Set the CPU and memory allocation if the image doesn’t have a default. Set the restart policy or it’ll default to “Always”. Set the OS type or the Azure CLI will complain (it can’t reliably auto-detect from private registries).

You’ll have to specify credentials for the registry if you’re using a private registry.

You’ll also need to pass info on the file share you want to mount - mine will be mounted to /data, since that’s what our crappy little Python script expects.

Here’s how you’d run the container with one rather long az container create command:

az container create -g acr-rg -n hello-write \
    --image acr5beep294.azurecr.io/images/hello-write:latest \
    --os-type Linux \
    --cpu 0.1 \
    --memory 0.1 \
    --restart-policy Never \
    --registry-username "$ACR_USER" \
    --registry-password "$ACR_PASS" \
    --azure-file-volume-account-name "$STORAGE_ACCOUNT" \
    --azure-file-volume-account-key "$STORAGE_KEY" \
    --azure-file-volume-share-name "$SHARE" \
    --azure-file-volume-mount-path "/data"

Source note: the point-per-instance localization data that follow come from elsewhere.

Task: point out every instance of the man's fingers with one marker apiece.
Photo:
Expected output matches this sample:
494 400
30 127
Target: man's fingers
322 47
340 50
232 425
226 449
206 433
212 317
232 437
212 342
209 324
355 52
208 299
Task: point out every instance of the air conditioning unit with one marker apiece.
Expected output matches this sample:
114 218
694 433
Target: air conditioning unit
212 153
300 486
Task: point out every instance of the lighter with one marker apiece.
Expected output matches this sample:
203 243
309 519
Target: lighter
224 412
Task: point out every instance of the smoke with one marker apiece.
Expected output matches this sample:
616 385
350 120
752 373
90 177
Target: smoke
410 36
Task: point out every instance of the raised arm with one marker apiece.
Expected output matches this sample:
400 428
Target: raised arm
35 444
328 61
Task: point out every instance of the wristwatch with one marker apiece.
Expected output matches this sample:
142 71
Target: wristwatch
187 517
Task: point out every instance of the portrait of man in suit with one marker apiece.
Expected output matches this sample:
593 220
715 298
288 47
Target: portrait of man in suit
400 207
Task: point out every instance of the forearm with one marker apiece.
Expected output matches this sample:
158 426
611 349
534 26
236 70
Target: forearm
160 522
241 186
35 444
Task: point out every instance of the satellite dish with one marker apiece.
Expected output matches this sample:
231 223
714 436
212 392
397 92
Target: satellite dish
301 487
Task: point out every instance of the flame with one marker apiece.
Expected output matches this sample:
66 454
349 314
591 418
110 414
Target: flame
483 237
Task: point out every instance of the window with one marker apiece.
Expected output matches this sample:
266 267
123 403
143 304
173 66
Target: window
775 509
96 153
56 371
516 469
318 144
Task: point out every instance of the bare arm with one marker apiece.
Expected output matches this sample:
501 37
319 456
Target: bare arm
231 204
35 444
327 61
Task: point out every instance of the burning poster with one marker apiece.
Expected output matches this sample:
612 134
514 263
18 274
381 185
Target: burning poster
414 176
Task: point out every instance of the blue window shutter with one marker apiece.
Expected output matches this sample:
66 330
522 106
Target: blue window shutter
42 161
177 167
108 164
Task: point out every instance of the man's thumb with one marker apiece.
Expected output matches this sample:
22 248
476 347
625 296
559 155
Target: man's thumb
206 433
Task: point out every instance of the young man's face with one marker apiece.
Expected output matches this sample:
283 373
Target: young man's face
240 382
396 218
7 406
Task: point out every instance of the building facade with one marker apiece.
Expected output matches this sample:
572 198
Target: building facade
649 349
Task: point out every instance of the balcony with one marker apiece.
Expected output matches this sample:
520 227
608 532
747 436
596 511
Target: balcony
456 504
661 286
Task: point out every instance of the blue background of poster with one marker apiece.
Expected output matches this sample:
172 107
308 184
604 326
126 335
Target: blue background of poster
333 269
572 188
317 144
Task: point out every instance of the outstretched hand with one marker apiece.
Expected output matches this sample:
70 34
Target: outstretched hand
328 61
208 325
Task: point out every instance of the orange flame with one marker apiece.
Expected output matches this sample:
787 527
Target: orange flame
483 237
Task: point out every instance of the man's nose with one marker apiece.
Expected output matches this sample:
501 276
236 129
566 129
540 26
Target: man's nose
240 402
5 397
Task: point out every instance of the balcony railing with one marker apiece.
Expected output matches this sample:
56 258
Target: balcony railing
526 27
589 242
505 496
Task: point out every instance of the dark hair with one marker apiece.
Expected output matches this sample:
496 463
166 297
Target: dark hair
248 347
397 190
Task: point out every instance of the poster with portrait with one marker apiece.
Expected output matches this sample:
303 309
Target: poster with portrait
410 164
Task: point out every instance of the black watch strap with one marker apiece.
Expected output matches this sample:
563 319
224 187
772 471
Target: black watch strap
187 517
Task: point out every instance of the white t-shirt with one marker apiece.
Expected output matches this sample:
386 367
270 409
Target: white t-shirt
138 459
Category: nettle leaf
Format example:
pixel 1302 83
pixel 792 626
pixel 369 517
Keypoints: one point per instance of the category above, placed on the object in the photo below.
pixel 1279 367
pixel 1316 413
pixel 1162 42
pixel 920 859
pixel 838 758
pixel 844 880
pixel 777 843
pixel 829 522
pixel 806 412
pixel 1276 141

YAML would look something like this:

apiVersion: 2019-12-01
location: eastus2
name: hello-write
properties:
  containers:
  - name: hello-write
    properties:
      image: acr5beep294.azurecr.io/images/hello-write:latest
      resources:
        requests:
          cpu: 0.1
          memoryInGb: 0.1
      volumeMounts:
      - name: azurefile
        mountPath: /data
  imageRegistryCredentials:
  - server: acr5beep294.azurecr.io
    username: $ACR_USER
    password: $ACR_PASS
  osType: Linux
  restartPolicy: Never
  volumes:
  - name: azurefile
    azureFile:
      shareName: $SHARE
      storageAccountName: $STORAGE_ACCOUNT
      storageAccountKey: $STORAGE_KEY
tags: {}
type: Microsoft.ContainerInstance/containerGroups

And you’d run the YAML template with:

az container create -g acr-rg --file container.yaml

Anyway, let’s run that bad boy. Wait a few moments, confirm the container is running (you should see "state": "Running" in the JSON output from your container create), then pop open the file share.

If I use Azure Storage Explorer to take a peek at the “hello.txt” file that we’re writing to, I can see that my Python script worked:

Remember to clean up your resource groups if you’re following along.